Not at all. This is exactly how emus are farmed today. There's about 1 million farmed emus in the US alone.
I'm not denying that this could happen, but emu attacks are not unheard of. Does emu farming bring any benefits over just hunting wild ones?
 
I'm not denying that this could happen, but emu attacks are not unheard of. Does emu farming bring any benefits over just hunting wild ones?
Emus are no worse than other farmed animals for attacking people.

In terms of benefits for farming them: Greater reliability of food supply, less travel time to find them/ hunt them, instant supply of manure for fertiliser if doing other farming, eggs available for food (much harder to gather wild eggs) etc.
 
To add an example of large-scale transportation of plants, the plant known as the black bean (Castanospermum austral) was native to a small area of far northern Australia, Cape York Peninsula. Aboriginal people traded or otherwise carried the seeds more than halfway down the eastern seaboard, and planted the trees in all sorts of locations where they could come back and harvest them later. The black bean produces large amounts of seeds (seasonally), and was used for this purpose. Other kinds of plants were moved around, too. These kind of processes go far beyond "gathering". See the link here for more details of this example.

Or the history of Cycad horticulture, the bush "pumpkin" sweet potsto relative, the tilled fields of murnong and true yams, etc...
After reading your arguments I'd definitely have to agree with this statement. I thought the indigenous people of Australia had a lifestyle more similar to that of the San or what we know of the Sentinelese, but clearly I was wrong and you really can do a lot more with 60,000 years on a huge continent.

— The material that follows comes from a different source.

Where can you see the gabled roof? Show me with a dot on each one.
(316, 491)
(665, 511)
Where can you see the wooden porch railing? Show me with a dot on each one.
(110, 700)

Any books you'd recommend on the topic?

The various people known as San also used fires and tended gardens of Marama Bean and gemsbok cucumber.
 
Emus can get very aggresive, I don't think moa would be any different.
Emus live in a continent where there are a lot of nasty predators who could do them great harm, whereas the Moas had basically one natural predator. Plus, emus are omnivores, Moas were not
 
Emus live in a continent where there are a lot of nasty predators who could do them great harm, whereas the Moas had basically one natural predator. Plus, emus are omnivores, Moas were not

I'm pretty sure the only animals that prey on fully grown emus are dingoes and to a lesser extent the wedge tailed eagle.
 
Not the case prehistorically, or even precontact.

Are you saying that emu would be more dangerous because of different behaviour or because of physical adaptions?

Precontact? What animals are you referencing? I know the tasmanian tiger, but that was only present on Tasmania, which has no dingoes.
 
I'm pretty sure the only animals that prey on fully grown emus are dingoes and to a lesser extent the wedge tailed eagle.
And crocodiles, in the north. And humans, for the last 40,000+ years. Before humans were around, there were all of the other large predators which vanished around the time humans arrived.